Il Podalirio, secondo la Lista Rossa delle Farfalle Italiane – Ropaloceri, 2016, è valutata specie a Minore Preoccupazione (LC) per la sua ampia distribuzione e perché non vi è evidenza di declino né di minacce specifiche.

Sverna come pupa, che schiude all’inizio della primavera dando luogo alla prima (o unica) generazione.

Uovo

Le femmine depongono le uova incollandole singolarmente sulle foglie delle piante alimentari, sia sulla pagina superiore che inferiore (video di Raniero Panfili).

L’uovo è subsferico, di aspetto biancastro madreperlaceo, e schiude dopo una o due settimane, a seconda della temperatura.

A distanza di qualche giorno dalla deposizione, il colore si scurisce leggermente e assume una tonalità più calda. Poco prima della schiusa l’uovo si scurisce in modo più deciso e si intravede al suo interno la larva quasi pronta ad uscire.

Giunto il momento della schiusa, pratica con le mandibole un foro nell’involucro (corion) dell’uovo e, appena uscita, molto spesso se ne ciba.

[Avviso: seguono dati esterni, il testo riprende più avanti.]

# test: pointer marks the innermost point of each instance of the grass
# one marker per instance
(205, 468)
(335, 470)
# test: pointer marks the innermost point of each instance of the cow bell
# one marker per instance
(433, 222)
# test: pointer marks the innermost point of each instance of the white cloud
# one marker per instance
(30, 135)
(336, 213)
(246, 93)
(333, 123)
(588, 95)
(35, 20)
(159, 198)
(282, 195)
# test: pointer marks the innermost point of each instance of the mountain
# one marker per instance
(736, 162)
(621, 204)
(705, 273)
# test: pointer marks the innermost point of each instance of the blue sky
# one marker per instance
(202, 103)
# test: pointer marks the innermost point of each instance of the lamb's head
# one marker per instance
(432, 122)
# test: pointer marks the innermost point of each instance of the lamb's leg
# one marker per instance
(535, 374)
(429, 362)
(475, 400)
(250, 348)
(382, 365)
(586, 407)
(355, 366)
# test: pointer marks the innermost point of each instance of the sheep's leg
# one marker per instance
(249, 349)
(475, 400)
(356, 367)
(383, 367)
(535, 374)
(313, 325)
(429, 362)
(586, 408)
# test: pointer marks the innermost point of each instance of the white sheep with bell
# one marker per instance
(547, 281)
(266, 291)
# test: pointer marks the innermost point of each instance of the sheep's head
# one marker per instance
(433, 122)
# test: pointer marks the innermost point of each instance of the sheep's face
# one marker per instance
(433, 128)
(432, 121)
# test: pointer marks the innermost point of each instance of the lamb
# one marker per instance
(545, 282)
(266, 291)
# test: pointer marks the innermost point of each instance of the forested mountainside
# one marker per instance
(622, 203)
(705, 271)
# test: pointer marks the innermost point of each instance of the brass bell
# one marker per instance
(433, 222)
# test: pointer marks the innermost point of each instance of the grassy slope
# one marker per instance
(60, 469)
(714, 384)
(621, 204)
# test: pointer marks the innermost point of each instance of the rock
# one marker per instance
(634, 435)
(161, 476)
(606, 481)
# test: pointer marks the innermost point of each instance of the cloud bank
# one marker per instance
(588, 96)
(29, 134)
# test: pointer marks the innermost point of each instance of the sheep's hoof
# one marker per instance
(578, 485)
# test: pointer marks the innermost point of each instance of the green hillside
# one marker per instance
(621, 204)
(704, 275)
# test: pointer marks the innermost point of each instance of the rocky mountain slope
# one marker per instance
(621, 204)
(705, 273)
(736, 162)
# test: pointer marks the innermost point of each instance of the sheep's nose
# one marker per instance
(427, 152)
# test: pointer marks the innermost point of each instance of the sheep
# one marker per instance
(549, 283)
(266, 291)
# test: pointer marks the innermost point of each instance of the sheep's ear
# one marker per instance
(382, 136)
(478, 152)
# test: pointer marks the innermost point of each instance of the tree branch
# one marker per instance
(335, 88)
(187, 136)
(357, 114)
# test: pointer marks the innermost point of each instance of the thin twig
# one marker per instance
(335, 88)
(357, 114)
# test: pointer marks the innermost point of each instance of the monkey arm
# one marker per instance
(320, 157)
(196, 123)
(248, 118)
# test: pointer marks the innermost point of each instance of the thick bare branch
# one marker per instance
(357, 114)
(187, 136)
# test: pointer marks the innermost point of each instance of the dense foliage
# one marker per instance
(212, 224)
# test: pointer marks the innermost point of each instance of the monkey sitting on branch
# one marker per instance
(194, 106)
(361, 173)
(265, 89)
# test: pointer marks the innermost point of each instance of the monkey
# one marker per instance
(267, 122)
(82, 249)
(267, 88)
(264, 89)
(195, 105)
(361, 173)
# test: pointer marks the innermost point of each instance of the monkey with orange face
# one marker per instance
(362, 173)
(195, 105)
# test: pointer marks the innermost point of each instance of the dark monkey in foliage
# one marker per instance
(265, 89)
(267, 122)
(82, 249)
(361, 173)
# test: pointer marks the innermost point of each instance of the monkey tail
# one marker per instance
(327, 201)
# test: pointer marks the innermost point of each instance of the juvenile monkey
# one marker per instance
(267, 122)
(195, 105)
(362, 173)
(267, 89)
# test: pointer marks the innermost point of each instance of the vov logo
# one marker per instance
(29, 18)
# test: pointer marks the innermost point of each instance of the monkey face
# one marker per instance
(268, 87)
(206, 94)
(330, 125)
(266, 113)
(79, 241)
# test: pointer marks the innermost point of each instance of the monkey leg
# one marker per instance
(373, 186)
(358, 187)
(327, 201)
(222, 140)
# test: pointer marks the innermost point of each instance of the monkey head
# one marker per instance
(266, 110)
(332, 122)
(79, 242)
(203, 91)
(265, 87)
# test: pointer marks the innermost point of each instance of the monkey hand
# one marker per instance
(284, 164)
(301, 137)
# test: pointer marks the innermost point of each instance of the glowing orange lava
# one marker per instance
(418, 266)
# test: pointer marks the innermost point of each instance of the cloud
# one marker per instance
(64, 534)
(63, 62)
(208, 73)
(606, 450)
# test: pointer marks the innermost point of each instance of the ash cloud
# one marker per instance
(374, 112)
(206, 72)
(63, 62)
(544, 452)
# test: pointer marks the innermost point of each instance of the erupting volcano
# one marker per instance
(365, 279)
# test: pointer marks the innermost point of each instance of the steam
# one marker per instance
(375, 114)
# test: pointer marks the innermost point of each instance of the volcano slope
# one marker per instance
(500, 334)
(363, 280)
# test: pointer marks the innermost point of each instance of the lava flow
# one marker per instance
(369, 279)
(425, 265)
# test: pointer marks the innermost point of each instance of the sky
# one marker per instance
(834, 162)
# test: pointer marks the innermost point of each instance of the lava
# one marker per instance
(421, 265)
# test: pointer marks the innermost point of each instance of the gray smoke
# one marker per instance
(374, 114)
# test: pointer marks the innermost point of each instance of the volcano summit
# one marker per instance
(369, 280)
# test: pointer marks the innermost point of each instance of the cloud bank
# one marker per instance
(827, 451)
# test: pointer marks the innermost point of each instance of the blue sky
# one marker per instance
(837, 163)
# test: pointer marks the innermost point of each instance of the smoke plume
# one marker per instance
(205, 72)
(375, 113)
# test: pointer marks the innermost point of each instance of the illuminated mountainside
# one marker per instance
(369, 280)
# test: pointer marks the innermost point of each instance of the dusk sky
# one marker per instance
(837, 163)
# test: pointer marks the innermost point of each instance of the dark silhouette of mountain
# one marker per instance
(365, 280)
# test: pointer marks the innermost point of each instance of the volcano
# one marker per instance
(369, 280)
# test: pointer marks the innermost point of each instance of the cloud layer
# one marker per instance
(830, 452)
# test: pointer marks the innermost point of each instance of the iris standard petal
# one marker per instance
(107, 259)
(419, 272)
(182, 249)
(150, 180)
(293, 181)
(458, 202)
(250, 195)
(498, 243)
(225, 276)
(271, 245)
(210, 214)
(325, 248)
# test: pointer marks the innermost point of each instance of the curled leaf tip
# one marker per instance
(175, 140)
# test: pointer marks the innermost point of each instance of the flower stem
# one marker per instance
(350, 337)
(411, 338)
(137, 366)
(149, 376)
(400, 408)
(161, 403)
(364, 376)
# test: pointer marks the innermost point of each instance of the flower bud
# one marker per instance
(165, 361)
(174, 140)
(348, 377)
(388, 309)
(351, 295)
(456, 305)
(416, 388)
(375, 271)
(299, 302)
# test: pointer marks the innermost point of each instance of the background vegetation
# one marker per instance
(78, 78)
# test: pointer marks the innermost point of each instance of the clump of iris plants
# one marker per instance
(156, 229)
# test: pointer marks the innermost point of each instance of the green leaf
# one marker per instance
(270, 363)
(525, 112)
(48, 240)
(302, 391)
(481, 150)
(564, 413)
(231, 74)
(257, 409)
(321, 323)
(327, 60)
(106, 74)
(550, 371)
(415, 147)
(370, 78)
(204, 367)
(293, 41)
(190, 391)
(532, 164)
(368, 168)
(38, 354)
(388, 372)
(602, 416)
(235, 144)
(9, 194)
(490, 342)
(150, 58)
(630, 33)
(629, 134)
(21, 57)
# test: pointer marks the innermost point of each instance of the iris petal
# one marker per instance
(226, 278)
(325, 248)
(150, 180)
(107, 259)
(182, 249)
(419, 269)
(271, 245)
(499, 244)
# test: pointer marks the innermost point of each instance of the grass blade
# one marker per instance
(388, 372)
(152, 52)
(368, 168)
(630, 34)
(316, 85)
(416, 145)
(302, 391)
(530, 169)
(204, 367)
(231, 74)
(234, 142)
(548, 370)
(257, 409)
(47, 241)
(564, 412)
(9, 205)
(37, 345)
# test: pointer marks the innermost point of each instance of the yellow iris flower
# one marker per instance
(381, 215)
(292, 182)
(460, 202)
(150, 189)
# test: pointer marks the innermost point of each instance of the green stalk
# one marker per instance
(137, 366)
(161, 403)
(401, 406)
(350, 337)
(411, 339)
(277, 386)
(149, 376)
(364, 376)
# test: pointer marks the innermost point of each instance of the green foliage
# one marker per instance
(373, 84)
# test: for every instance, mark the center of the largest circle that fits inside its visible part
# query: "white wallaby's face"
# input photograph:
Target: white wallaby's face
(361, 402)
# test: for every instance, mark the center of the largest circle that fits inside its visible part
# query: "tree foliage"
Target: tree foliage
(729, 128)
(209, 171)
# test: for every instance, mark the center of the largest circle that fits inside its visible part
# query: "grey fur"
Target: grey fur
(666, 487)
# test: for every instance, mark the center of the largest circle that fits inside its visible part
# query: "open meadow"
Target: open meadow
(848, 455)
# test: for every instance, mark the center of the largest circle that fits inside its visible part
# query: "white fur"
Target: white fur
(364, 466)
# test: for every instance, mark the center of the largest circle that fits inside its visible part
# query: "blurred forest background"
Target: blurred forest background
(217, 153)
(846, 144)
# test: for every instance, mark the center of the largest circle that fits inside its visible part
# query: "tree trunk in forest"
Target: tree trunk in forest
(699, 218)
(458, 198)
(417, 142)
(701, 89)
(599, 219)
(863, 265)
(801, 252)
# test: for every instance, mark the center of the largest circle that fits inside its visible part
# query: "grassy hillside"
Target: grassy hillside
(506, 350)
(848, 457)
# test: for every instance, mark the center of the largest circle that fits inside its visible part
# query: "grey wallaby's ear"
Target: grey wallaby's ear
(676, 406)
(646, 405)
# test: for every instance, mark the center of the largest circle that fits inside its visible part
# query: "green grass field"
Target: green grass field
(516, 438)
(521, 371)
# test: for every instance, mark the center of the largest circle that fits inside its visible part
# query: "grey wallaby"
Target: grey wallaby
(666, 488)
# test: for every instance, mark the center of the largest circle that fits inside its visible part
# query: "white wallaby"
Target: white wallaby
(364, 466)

Nel video che segue, fatto da Raniero Panfili parecchi anni fa aumentando la velocità di 4 volte, è stata ripresa la schiusa di un uovo deposto su una foglia di Amelanchier ovalis, dal momento in cui la larvetta apre un foro nell’involucro a quando lo abbandona ed esce completamente al di fuori.

Larva L1

Alla prima età la colorazione laterale delle larve può essere quasi nera (prima foto) o giallina chiara (seconda foto); dorsalmente invece è poco variabile, i primi due segmenti toracici sono scuri, il terzo chiaro, i primi tre addominali scuri, il quarto e il quinto chiari e poi gli altri segmenti addominali sono scuri fino alla fine del corpo. Dorsalmente è presente, su ciascun segmento, una coppia di protuberanze munite di setole bifide.

La larva rimane immobile a lungo, e alterna rapidi periodi di alimentazione a lunghi intervalli di quiete, quasi invariabilmente sulla pagina superiore delle foglie e ritornando sempre allo stesso punto nelle pause, punto sul quale ha steso un po’ della sua seta, che probabilmente usa anche per ritrovare il suo luogo di riposo.

Larva L2

Alla seconda età la colorazione cambia drasticamente, virando ad una tonalità verde chiara o verde-giallino, con una linea dorsale chiara e linee oblique laterali chiare appena accennate, che in realtà sono dovute, entrambe, soprattutto all’assenza di una fine puntinatura scura, presente su tutto il resto del corpo.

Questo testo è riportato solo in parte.